Viewed from Beijing, it looked very different. Indeed, it’s hard to imagine what more we could have done to vindicate the Chinese Communist Party’s position that Western democracy is a form of institutionalized chaos to be avoided by all sane Asians.
One of my friends from China asked me how much of the federal debt was owed by the government to itself. I had to check. The answer is just less than a third, since various agencies like the Social Security Trust Fund are major holders of U.S. Treasuries.
“So,” he mused, “Congress just voted not to default on the debt the government owes itself?” I had to admit that was correct. “And how much of the federal debt is owed by the government to the American people?” More checking. The answer is that just more than a third is owed to U.S. citizens and the banks and pension funds that manage their savings.
“So the will of the people was that it would be better not to default on the government’s debt to…the people?” I couldn’t deny it.
Readers who enjoy arithmetic can now answer a further question: what proportion of the federal debt is owed to foreigners? The answer is just less than a third. If you exclude the part of the debt the government owes to itself, the figure is 46 percent—nearly half. But my Chinese friend didn’t need me to tell him that. Everyone here knows that the United States is in hock to the rest of the world and that China is its No. 1 creditor.
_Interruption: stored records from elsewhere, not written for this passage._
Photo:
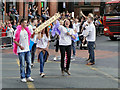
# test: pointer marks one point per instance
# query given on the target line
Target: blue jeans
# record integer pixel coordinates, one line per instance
(91, 51)
(42, 60)
(25, 56)
(74, 49)
(33, 52)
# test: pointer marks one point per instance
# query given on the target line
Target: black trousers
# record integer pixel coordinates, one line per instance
(64, 49)
(33, 52)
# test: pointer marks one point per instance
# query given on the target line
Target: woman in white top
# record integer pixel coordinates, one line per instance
(42, 49)
(65, 39)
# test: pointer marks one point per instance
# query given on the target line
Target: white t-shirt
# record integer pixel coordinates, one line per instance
(65, 39)
(43, 42)
(90, 33)
(31, 30)
(76, 26)
(10, 32)
(23, 41)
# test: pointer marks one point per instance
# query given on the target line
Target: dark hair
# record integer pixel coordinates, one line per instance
(22, 20)
(13, 6)
(91, 18)
(32, 20)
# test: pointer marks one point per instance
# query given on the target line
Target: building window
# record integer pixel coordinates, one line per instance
(87, 3)
(75, 2)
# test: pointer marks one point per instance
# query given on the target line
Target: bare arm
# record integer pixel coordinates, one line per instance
(21, 47)
(83, 14)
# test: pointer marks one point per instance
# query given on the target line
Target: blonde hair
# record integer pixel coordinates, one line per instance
(90, 15)
(61, 22)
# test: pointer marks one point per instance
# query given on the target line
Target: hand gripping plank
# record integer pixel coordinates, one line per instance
(46, 23)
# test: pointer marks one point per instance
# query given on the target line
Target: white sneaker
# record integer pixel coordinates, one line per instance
(42, 75)
(55, 58)
(30, 79)
(24, 80)
(32, 65)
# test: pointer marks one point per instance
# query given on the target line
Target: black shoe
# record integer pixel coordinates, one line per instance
(67, 72)
(88, 59)
(62, 73)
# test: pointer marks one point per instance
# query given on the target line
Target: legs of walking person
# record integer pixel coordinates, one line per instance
(68, 50)
(74, 49)
(33, 53)
(22, 64)
(28, 64)
(41, 57)
(62, 51)
(91, 51)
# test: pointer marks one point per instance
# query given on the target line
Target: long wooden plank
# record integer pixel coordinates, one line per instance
(46, 23)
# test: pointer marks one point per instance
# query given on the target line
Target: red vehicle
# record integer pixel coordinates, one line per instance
(111, 20)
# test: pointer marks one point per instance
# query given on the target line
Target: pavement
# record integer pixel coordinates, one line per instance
(102, 75)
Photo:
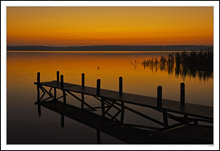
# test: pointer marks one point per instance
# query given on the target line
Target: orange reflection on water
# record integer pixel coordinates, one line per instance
(22, 68)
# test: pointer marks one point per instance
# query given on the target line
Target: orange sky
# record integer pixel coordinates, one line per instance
(65, 26)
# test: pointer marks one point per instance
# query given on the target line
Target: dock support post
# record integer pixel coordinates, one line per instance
(159, 96)
(62, 120)
(38, 87)
(98, 137)
(182, 93)
(98, 87)
(120, 85)
(39, 109)
(165, 119)
(83, 80)
(55, 94)
(58, 76)
(122, 112)
(82, 105)
(103, 108)
(62, 87)
(82, 95)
According to official figures, mainland China holds $1.1 trillion in U.S.-government debt instruments. But it’s an open secret that the Chinese authorities also like to buy Treasuries via intermediaries in London, Hong Kong, and elsewhere. Add the U.K. and Hong Kong figures and the total is closer to $1.6 trillion—about 17 percent of the federal debt in public hands. And if you include nongovernmental securities held in China’s international reserves, the U.S. debt to China rises to more than $2 trillion.
The antics of American legislators take on a new significance when you realize how our leading creditor interprets them. As Beijing sees it, the last three months have furnished ample evidence that—regardless of what the American rating agencies may say—the United States is no longer creditworthy. Even if Congress has pulled back from the brink of outright default, many in China view the debt deal as at best a temporary fix. As the Xinhua News Agency put it, the 11th-hour deal has “failed to defuse Washington’s debt bomb for good, only delaying an immediate detonation by making the fuse an inch longer.” Meanwhile, the unspoken intention of the Federal Reserve is to debase the dollar through “quantitative easing,” which translates into Mandarin as “printing money.” (It’s no accident that one of the bestselling economics books in China is called Currency Wars.)
So the Chinese have skin in this game. And their U.S. exposure doesn’t stop there. In order to prevent devaluation of their dollars, they have no option but to keep buying yet more dollar-denominated securities. That strategy suits their exporters fine, since it keeps their goods competitive in the American market. But what if the effect of last week’s debt deal, which mandates deficit reduction of $2.1 trillion over the next 10 years, causes a further slowdown in U.S. growth? Not so good.
China has its own economic problems, to be sure. But they are the problems of a rising power. From Beijing’s standpoint, America’s problems are plainly those of a power in decline. We didn’t just raise a ceiling last week. In Chinese eyes, we also fell through a floor.